Martensen, Dogmatics, 121—“God becomes a mere demiurge, if nature existed before spirit. That spirit only who in a perfect sense is able to commence his work of creation can have power to complete it.” If God does not create, he must use what material he finds, and this working with intractable material must be his perpetual sorrow. Such limitation in the power of the deity seemed to John Stuart Mill the best explanation of the existing imperfections of the universe.
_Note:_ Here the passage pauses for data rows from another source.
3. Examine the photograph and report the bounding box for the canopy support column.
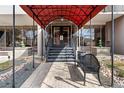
[78,27,80,51]
[41,29,44,61]
[111,5,115,87]
[71,24,72,47]
[12,5,15,88]
[32,14,35,68]
[90,15,92,53]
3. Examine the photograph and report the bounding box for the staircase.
[46,47,75,62]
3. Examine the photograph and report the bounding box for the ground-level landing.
[21,62,103,88]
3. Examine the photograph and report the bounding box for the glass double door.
[52,26,70,47]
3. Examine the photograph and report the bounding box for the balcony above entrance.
[20,5,106,28]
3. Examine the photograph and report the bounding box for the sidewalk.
[41,62,103,88]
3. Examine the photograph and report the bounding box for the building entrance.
[51,26,70,47]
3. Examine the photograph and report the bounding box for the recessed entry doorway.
[51,26,71,47]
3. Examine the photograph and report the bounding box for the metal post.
[32,15,35,68]
[100,26,102,42]
[42,29,44,61]
[68,28,70,45]
[90,15,92,53]
[12,5,15,88]
[4,28,7,49]
[111,5,115,87]
[78,30,81,51]
[76,26,78,50]
[71,25,72,46]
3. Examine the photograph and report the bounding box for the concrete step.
[48,50,74,53]
[49,47,73,50]
[48,55,74,58]
[48,52,74,55]
[47,59,75,62]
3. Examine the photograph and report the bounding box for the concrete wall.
[105,16,124,54]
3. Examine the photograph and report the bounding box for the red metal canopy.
[20,5,106,28]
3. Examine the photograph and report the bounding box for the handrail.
[71,38,76,59]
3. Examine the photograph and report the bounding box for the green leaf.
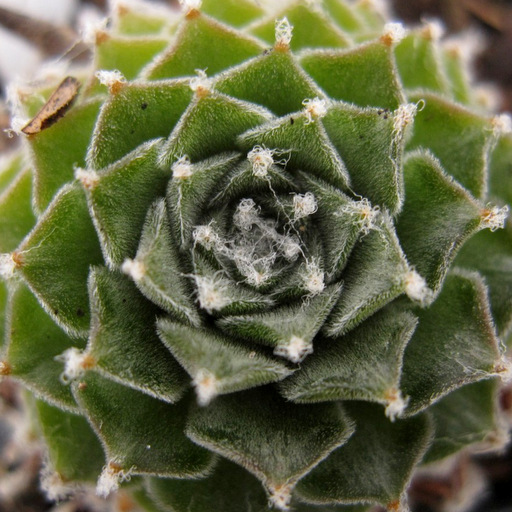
[280,304,417,418]
[122,199,200,326]
[5,283,84,411]
[146,458,270,512]
[166,153,240,249]
[87,267,187,403]
[456,229,512,338]
[83,140,170,267]
[402,271,501,414]
[186,388,353,508]
[201,0,265,27]
[94,34,168,80]
[396,152,482,293]
[217,284,341,363]
[73,371,212,478]
[28,99,100,212]
[87,80,193,170]
[324,214,409,336]
[158,320,292,405]
[250,1,349,51]
[0,170,36,252]
[297,403,432,510]
[145,15,263,80]
[16,184,102,336]
[215,49,324,116]
[238,111,349,189]
[322,103,405,214]
[300,41,404,110]
[407,94,493,198]
[36,400,105,487]
[423,379,505,463]
[161,92,271,168]
[395,30,449,93]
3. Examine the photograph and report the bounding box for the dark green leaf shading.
[122,199,200,325]
[28,100,100,211]
[161,92,271,168]
[87,267,187,403]
[36,400,105,486]
[456,227,512,337]
[87,80,193,170]
[280,305,417,418]
[396,153,482,293]
[73,371,213,478]
[0,170,36,252]
[322,103,405,214]
[325,214,409,336]
[297,402,432,510]
[145,15,263,80]
[395,30,449,93]
[238,112,349,190]
[158,320,292,405]
[217,284,341,363]
[402,271,501,414]
[201,0,264,27]
[408,94,493,198]
[83,140,170,267]
[95,36,168,80]
[250,1,349,51]
[146,458,271,512]
[423,379,504,463]
[5,283,84,411]
[300,41,404,110]
[16,184,102,336]
[215,50,323,116]
[186,387,353,508]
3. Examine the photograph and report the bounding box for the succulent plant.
[0,0,512,512]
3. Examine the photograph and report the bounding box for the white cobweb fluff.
[276,16,293,46]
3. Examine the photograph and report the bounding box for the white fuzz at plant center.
[293,192,318,221]
[481,205,509,231]
[121,258,146,282]
[302,98,327,124]
[247,146,274,178]
[274,334,313,363]
[276,17,293,48]
[171,155,193,180]
[192,368,218,406]
[75,168,100,190]
[55,347,94,384]
[382,23,407,44]
[405,270,432,304]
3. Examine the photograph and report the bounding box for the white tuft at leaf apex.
[55,347,95,384]
[96,461,131,498]
[275,16,293,48]
[75,167,100,190]
[302,97,328,124]
[382,22,408,44]
[384,388,409,422]
[96,69,126,94]
[192,368,218,406]
[405,269,432,304]
[171,155,193,180]
[274,334,313,363]
[121,258,146,282]
[480,205,509,231]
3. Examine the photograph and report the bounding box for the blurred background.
[0,0,512,512]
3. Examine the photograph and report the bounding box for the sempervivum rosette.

The other form of dualism is:
B. That which holds to the eternal existence of two antagonistic spirits, one evil and the other good. In this view, matter is not a negative and [pg 382] imperfect substance which nevertheless has self-existence, but is either the work or the instrument of a personal and positively malignant intelligence, who wages war against all good. This was the view of the Manichæans. Manichæanism is a compound of Christianity and the Persian doctrine of two eternal and opposite intelligences. Zoroaster, however, held matter to be pure, and to be the creation of the good Being. Mani apparently regarded matter as captive to the evil spirit, if not absolutely his creation.